殆ど全編が哀しみに彩られた、しかし希望だけは失われてはいない物語ですが、私の好みとは異なる作品でした。
絵描きの父と料理上手の母と暮らす銀花は、一家で父親の実家へ移り住むことに。そこは、座敷童が出るという言い伝えの残る、歴史ある醤油蔵だった。家族を襲う数々の苦難と一族の秘められた過去に対峙しながら、昭和から平成へ、少女は自分の道を歩き出す。実力派として注目の著者が描く、圧巻の家族小説。(「BOOK」データベースより)
絵描きで食べていくことを夢見る父親の山尾尚孝は、父親の実家である奈良の雀醤油という醤油蔵のあとを継ぐために、妻美乃里と本書の主人公である娘銀花とを連れて転居することになります。
実家には、醤油蔵を守ってきた母親の多鶴子と、尚孝の年の離れた妹の桜子がおり、また醤油づくりの杜氏である大原がいました。
本書『銀花の蔵』では全編を通して繰り返して哀しみに満ちた事態が銀花を襲います。そのさまがあまりに過酷に思え、物語とはいえ感情移入しにくく感じたものです。

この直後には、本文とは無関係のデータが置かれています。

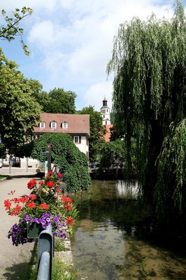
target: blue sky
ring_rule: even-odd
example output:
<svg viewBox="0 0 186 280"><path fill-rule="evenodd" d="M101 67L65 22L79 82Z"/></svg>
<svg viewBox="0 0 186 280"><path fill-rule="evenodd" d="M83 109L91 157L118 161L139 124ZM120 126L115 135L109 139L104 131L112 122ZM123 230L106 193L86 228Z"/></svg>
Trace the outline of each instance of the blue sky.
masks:
<svg viewBox="0 0 186 280"><path fill-rule="evenodd" d="M90 105L99 111L106 97L112 108L113 76L107 80L113 40L119 24L134 16L145 20L172 17L173 1L162 0L1 0L0 10L10 16L15 8L34 10L20 24L30 56L19 38L0 41L8 59L16 62L28 78L43 90L63 88L76 93L77 110ZM185 0L183 1L185 5Z"/></svg>

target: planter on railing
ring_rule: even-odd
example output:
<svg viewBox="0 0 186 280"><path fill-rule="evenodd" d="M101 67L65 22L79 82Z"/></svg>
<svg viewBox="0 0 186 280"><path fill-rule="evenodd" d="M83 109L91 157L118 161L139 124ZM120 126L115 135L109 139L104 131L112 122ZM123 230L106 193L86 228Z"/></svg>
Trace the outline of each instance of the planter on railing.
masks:
<svg viewBox="0 0 186 280"><path fill-rule="evenodd" d="M61 187L62 192L64 192L65 188L66 187L66 183L60 182L59 186Z"/></svg>
<svg viewBox="0 0 186 280"><path fill-rule="evenodd" d="M27 238L38 238L40 233L43 230L42 225L37 223L27 223Z"/></svg>

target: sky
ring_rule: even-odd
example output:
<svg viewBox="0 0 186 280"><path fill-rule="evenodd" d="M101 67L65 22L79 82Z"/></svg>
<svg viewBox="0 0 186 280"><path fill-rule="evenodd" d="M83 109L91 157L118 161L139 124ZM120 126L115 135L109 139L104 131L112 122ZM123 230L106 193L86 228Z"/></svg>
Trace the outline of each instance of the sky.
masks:
<svg viewBox="0 0 186 280"><path fill-rule="evenodd" d="M100 111L102 101L112 108L113 75L106 74L113 38L120 24L134 17L146 20L173 15L174 1L166 0L1 0L0 10L11 16L15 8L31 8L20 22L26 56L20 38L0 46L9 60L19 65L25 78L38 80L47 91L64 88L74 92L76 110L93 106ZM182 0L184 6L186 0ZM1 15L0 16L2 24Z"/></svg>

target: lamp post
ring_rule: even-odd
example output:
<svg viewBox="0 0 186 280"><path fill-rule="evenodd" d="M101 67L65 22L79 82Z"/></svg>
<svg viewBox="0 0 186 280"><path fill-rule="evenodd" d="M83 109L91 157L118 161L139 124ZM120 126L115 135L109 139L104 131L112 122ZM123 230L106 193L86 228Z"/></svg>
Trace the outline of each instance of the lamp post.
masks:
<svg viewBox="0 0 186 280"><path fill-rule="evenodd" d="M51 145L48 146L48 173L51 170Z"/></svg>

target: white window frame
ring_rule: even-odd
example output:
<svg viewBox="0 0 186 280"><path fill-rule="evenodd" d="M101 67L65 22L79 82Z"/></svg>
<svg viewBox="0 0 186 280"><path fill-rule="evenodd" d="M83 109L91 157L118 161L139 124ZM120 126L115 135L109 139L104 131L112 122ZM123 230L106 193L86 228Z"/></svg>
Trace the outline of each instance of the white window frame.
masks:
<svg viewBox="0 0 186 280"><path fill-rule="evenodd" d="M64 129L68 128L68 122L63 122L63 123L62 123L62 128L64 128Z"/></svg>
<svg viewBox="0 0 186 280"><path fill-rule="evenodd" d="M75 144L80 144L80 136L73 136L73 143Z"/></svg>
<svg viewBox="0 0 186 280"><path fill-rule="evenodd" d="M51 128L56 128L57 127L57 122L51 122Z"/></svg>
<svg viewBox="0 0 186 280"><path fill-rule="evenodd" d="M45 122L42 122L39 123L39 127L41 128L45 128Z"/></svg>

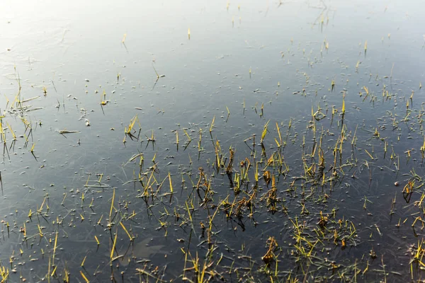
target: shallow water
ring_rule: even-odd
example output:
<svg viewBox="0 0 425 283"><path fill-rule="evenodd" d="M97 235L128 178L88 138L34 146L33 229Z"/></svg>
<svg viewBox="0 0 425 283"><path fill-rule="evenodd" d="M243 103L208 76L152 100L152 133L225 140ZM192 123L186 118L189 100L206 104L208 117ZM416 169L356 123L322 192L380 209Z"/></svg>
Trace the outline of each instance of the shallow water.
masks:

しかし。直木賞候補作となるほどの作品である以上はそれだけの魅力がある作品である筈であり、このままで終わるはずはないのだからと自分に言い聞かせながら読んたものです。それほどに暗い印象でした。
そんな物語ではありますが、本書『銀花の蔵』では小道具の使い方に心惹かれました。さまざまな小道具が効果的に使われているのです。
最初に例を挙げるとすれば「座敷童」でしょう。
尚孝の実家である雀醤油の醤油蔵には山尾家の当主だけが見えるという「座敷童」がいると伝えられています。この「座敷童」が全編を貫くキーワードとなって、さまざまな場面で登場します。

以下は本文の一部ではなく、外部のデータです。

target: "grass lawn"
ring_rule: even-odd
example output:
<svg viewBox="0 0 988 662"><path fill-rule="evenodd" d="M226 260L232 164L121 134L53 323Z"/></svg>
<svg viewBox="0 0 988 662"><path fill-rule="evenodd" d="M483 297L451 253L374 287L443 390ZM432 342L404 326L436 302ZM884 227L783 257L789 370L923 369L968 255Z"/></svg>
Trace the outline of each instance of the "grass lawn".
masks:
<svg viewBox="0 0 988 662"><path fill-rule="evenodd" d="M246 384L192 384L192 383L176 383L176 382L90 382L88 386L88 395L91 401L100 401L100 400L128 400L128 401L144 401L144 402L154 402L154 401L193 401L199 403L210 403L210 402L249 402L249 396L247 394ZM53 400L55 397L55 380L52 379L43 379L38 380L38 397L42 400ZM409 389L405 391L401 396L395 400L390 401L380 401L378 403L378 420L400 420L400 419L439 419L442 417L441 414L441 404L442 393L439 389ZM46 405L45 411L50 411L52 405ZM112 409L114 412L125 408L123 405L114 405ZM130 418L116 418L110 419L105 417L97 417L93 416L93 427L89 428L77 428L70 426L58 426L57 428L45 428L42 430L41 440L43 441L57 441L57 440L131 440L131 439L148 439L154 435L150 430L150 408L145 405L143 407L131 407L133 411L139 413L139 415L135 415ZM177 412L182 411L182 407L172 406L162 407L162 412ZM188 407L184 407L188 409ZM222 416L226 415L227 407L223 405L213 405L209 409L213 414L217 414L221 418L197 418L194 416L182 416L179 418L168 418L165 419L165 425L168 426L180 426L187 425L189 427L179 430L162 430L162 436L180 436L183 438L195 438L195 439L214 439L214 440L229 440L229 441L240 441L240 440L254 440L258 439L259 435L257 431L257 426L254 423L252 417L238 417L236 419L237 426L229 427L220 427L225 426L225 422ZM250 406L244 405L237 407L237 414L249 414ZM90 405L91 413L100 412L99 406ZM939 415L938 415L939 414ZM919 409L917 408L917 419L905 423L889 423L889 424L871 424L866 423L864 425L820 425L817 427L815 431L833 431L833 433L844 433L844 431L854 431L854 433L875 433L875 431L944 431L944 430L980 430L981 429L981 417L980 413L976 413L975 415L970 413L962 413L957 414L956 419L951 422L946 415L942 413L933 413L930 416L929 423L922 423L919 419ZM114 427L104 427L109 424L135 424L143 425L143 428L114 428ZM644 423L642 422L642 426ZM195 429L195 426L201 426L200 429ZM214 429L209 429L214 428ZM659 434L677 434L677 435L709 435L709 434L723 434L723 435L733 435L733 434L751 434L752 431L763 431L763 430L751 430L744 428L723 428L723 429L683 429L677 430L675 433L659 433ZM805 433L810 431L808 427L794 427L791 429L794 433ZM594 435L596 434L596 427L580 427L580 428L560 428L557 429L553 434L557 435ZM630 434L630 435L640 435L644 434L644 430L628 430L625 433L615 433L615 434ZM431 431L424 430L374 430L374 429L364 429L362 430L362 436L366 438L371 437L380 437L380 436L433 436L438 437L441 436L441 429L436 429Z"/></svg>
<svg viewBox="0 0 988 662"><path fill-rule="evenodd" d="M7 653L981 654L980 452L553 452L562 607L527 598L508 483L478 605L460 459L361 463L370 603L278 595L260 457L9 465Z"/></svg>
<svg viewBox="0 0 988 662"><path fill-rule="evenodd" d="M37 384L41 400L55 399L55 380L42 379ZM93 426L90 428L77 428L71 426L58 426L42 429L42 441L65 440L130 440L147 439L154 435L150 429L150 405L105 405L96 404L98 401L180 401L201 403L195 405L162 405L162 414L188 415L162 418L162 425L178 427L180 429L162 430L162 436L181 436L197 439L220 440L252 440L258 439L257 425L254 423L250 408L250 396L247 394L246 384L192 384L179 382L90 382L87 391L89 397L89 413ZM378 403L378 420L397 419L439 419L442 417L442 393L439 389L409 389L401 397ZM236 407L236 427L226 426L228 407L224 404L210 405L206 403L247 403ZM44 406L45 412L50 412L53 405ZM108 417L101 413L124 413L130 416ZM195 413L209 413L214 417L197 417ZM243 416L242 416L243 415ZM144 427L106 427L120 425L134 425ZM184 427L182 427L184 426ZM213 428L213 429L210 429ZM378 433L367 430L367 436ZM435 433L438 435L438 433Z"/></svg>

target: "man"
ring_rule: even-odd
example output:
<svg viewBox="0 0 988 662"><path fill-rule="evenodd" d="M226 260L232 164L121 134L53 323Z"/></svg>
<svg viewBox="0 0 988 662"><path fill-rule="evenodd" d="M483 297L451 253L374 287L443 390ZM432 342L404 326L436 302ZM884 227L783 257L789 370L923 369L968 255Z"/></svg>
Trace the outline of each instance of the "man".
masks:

また、そのほかにもロシア民謡の「ポーリュシカ・ポーレ」や「蛍」その他の小道具がが場面を変え、繰り返し登場して銀花の心象を思いやります。
あまり登場場面はないのですが、個人的には「ふくら雀」という土鈴の存在が読書中ずっと心に残っていました。「ころん。ころん。」とふくらみ転がる銀花のイメージが離れないのです。
話が進むにつれ、銀花が思っていた単純に絵を描くことだけを夢見ていた父親の尚孝や、料理のことだけを思っていた母親美乃里の心の中など、隠されていた事柄が明らかにされます。
そうして本書が単純に主人公銀花の生きる姿を描くだけではないことが分かってくるのです。
本書『銀花の蔵』は、人はそれぞれにその人の人生の主役なのであり、家族は互いに家族を思いやって生きているのだということを秘めた物語でありました。
本書『銀花の蔵』のように、「家族」というもののありようを描いた作品として第155回直木賞を受賞した荻原浩の『海の見える理髪店』という作品があります。
この作品はいろいろな家族の在り方を描いた全六編からなる短編集です。表題作の「海の見える理髪店」は、この物語が予想外の展開を見せるなかで、何気ない言葉の端々から汲み取れる想いは、美しい文章とともに心に残るものでした。
また、瀬尾まいこの『そして、バトンは渡された』という、「家族」というものを正面から問いかけた作品もありました。
主人公の高校三年生森宮優子こと「私」には、父親が三人、母親が二人いて、家族の形態は十七年間で七回も変わっています。そうした異常な状況にいる「私」ですが「自分は全然不幸ではない」というのです。
この作品もまた私の好みではありませんでしたが、2019の年本屋大賞を受賞した作品であり、一般には高評価を受けています。
本書『銀花の蔵』の構成をみると、お婆ちゃんとなっている銀花が、騒ぐ双子を相手に叱る場面から始まります。そこから銀花の回想が始まります。
つまりは、現在の銀花は倖せのただなかで暮らしていることが冒頭に示されているのです。同時に、その場面は本書を貫く一つの謎を読者に提示することにもなっています。
こうして、読み進める途中では銀花や銀花の周りの人々を襲う哀しみの連鎖に読むのが嫌になることもあるのだけれど、最終的な場面が示されていることを頼りに読み進めることになります。
その上で、クライマックスでは伏線が回収された上に、愛情に満ちた世界が展開され、ちょっとした感動に包まれます。